Back to the choices during combat, if the player who won the Seamanship roll chose to board the enemy, then an entirely different combat type, Crew Combat, begins. Crew Combat boils down to each player rolling dice equal to their Captain’s leadership value, and each success scores a hit. If you kill the enemy crew in combat, not only do you get to kill the Captain and plunder their ship, you can TAKE their ship as your own. While ship modifications you purchased cannot be transferred, taking a Galleon values at 35 gold with a 10 gold Sloop is a hell of a way to get ahead fast. The final option is to flee the scene, and if you’re successful, combat simply ends without incident. This is often the best option if you have a small crew or are obviously overwhelmed, and since you lose so very much when your Captain is killed it’s certainly better to run away to fight again another day, so to speak.
The game makes you care about your character, and while there is no player elimination, when your Captain is killed it really feels miserable. Every battle is a risk, even if you’ve got an overwhelmingly strong ship, if you don’t play well, and the choices you make during combat are viscerally tense. There will be a lot of cursing, piratey talk, and of course, some good drinking while playing this game. It’s simply a fun adventure game that, surprisingly, leaves you wanting more when the game ends prematurely. In one instance, we wanted to extend the game to 15 glory points just because we were all getting some good ships, good upgrades, and it felt really crappy to have to end the game.
Since I’m near the end of the article, I think I should talk about death. Dying in this game sucks on an epic level. When you lose all of your crew in Crew Combat, or if you are sunk by another ship, your Captain is dead. There are no Clerics to resurrect, no Surge Tokens, nothing. You’re gone. You can also retire your Captain while in port, if your ship is beat up and you don’t have the cash to repair it. In both cases, you essentially start from scratch with a new ship, a new Captain, and while you get to keep your glory points and stashed gold, that’s all you get to keep. So, mind the enemies and keep your powder dry.

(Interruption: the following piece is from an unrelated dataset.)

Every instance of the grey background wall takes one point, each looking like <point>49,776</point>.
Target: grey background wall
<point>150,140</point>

Why I Don’t Hate Pirates Anymore:
– The art is brilliant, engaging, and really thematic
– Gameplay is brisk, with minimal downtime between turns, even with AP-prone players
– The bits are top-notch, and the little skull dice are cool as hell
– This game captures the feel of the colonial-era Caribbean like no other
– Tremendous replay value is in the box due to all the options and randomness
Why This Game May Have A Place In Davy Jones’ Locker:
– The sea zones are too small to have mission cards blocking the text
– Both NPC/player and Merchant Combat can be perplexing the first few times you play
I really want to emphasize that this is truly one of the neatest adventure games that I’ve ever played. It’s got all the elements that I, as a gamer, love: fighting, real death with real consequences, and a ton of dice. The constant skill checking reminds me a bit of Arkham Horror, which is also another one of my favorites, so I was quite at home playing this. The rulebook is quite easily readable in a longer session on the can, and you will need to refer to the book maybe five times on your initial play, and after that it seems as if you’d known the game for years. It’s just a brilliant, fun game, and I cannot recommend it to you highly enough.